Örnegin Rusya’nın, Ukrayna’daki bir güç santralinin kontrol sistemlerine erişmesi ve halkı elektriksiz bırakması oldukça ilginç. Veyahut ABD’nin, İran’daki Natanz uranyum tesislerinin önemli bir kısmına hackleme yoluyla zarar vermesi (Stuxnet olayı) de buna örnek verilebilir.
Verileri koruma, sistematik, kolektif, düzenli, tutarlı ve efektif (anlık ortaya çıkan) eylemler bütününü gerektiriyor. Böylece 18 yaş altı çocukların bile büyük şirketlerin verilerini hacklemeleri zor olmuyor.

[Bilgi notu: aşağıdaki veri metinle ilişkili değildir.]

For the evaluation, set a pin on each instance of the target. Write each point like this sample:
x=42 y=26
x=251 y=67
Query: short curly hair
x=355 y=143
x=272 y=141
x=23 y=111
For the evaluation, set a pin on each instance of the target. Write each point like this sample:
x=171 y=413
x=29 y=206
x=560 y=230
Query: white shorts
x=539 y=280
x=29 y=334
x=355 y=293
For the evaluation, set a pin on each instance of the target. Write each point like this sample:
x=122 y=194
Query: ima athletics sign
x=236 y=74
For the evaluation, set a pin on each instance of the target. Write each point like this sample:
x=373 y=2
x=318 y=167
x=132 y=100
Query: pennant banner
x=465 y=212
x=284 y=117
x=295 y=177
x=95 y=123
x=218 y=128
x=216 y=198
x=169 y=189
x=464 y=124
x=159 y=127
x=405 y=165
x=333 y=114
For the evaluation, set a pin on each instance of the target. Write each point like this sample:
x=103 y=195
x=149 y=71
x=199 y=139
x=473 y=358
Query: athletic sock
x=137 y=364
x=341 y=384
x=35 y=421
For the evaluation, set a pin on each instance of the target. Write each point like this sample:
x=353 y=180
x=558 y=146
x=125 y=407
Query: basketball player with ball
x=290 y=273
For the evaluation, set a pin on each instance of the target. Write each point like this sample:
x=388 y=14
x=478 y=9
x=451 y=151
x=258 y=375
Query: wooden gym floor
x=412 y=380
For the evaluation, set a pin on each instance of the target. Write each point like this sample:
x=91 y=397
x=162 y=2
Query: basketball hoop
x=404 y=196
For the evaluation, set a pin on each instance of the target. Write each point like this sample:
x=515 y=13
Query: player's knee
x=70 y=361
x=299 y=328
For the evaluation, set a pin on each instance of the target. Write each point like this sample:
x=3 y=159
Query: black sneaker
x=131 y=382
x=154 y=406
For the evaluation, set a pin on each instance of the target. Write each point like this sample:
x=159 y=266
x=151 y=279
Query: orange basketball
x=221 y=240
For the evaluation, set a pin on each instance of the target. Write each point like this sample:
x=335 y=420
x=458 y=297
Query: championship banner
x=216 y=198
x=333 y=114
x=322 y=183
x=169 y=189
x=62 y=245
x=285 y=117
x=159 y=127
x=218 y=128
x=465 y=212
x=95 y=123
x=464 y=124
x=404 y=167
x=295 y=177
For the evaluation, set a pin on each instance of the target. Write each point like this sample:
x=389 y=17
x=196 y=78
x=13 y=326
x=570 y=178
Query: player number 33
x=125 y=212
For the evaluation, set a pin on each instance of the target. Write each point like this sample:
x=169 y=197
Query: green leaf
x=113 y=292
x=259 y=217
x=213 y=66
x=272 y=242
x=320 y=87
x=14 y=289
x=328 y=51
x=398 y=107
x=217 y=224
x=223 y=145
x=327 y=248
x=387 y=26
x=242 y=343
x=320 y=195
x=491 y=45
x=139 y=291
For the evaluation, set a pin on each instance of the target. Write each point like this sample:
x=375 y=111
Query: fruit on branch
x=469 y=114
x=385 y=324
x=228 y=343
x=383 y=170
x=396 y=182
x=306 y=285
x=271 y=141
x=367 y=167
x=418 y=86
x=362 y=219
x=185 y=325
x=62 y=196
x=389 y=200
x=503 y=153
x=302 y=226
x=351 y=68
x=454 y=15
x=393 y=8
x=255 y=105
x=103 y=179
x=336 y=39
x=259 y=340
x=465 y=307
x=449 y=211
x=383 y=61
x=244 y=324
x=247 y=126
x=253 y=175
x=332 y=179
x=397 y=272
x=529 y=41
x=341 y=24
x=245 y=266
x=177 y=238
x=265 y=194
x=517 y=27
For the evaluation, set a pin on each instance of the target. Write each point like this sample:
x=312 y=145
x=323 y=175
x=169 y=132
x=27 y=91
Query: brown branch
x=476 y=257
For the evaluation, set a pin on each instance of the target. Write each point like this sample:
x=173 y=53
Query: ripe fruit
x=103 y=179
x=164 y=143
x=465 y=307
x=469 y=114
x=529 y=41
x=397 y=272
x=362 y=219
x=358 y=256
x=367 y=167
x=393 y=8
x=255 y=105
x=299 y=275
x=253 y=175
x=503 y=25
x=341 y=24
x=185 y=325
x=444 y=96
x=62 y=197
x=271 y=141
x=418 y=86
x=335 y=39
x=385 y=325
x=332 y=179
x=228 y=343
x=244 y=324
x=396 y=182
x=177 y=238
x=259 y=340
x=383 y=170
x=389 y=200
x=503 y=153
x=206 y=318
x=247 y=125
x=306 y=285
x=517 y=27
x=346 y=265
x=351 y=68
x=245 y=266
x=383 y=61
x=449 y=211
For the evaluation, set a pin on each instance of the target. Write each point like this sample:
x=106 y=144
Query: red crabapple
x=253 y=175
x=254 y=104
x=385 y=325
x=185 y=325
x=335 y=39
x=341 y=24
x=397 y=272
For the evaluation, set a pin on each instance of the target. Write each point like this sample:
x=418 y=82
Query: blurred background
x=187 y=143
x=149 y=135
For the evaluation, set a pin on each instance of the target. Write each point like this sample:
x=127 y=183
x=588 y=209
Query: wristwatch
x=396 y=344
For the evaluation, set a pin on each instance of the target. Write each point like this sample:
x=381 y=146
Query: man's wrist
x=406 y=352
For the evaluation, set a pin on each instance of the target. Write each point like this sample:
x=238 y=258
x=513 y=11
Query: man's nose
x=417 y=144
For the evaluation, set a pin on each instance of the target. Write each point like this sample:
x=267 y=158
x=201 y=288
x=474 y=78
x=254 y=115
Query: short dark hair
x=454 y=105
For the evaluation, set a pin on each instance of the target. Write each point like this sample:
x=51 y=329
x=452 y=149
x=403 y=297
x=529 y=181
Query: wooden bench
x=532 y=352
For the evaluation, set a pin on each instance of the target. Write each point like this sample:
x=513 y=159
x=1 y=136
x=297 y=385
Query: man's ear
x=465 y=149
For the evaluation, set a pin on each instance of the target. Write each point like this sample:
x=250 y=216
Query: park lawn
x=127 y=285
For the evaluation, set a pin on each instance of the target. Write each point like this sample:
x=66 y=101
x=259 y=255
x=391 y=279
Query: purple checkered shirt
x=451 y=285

Hack yaparak zarar verme, bir veri hanesine kötücül bir kodun kopyala-yapıştır-enter yapılması kadar kolay. Siber güvenlik ekibi, mesai kavrami dahilinde hafta sonları ve akşamları işi bırakıyor. Siber suçlular ise 7/24 açıkları suistimal etme peşinde. Bir de güvenlik önlemi masrafı, zarar gerçekleşmesi halinde ortaya çıkacak masrafı, kimi durumlarda daha çok aşabiliyor. Bu durum da eylemsizliğe ve riski kabullenmeye sebebiyet verebiliyor. Yakın zamanda Yemeksepetinde bir hack olayı yaşandı. Ancak Yemeksepetinin siber güvenlik olgunluğunu incelemeden ve audit yapmadan bu hack ile ilgili bir şey diyemem.
Editör Notu: Yemeksepeti'ni hacklediğini söyleyen hacker, daha önce bir açıklama yapmıştı. Bu açıklamayı verdiğimiz yazımızı buradan okuyabilirsiniz. Ayrıca illegal yollarla hack yapmanın bir suç olduğunu tekrardan hatırlatalım. Bu yazımızda konuyu bir uzmana sorarak usulsüz yapılan hack'in ne kadar yanlış olduğunu göstermeyi amaçladık. Bir şirketin bünyesinde çalışan beyaz yaka hacker değilseniz bu işlere bulaşmamanızı öneririz.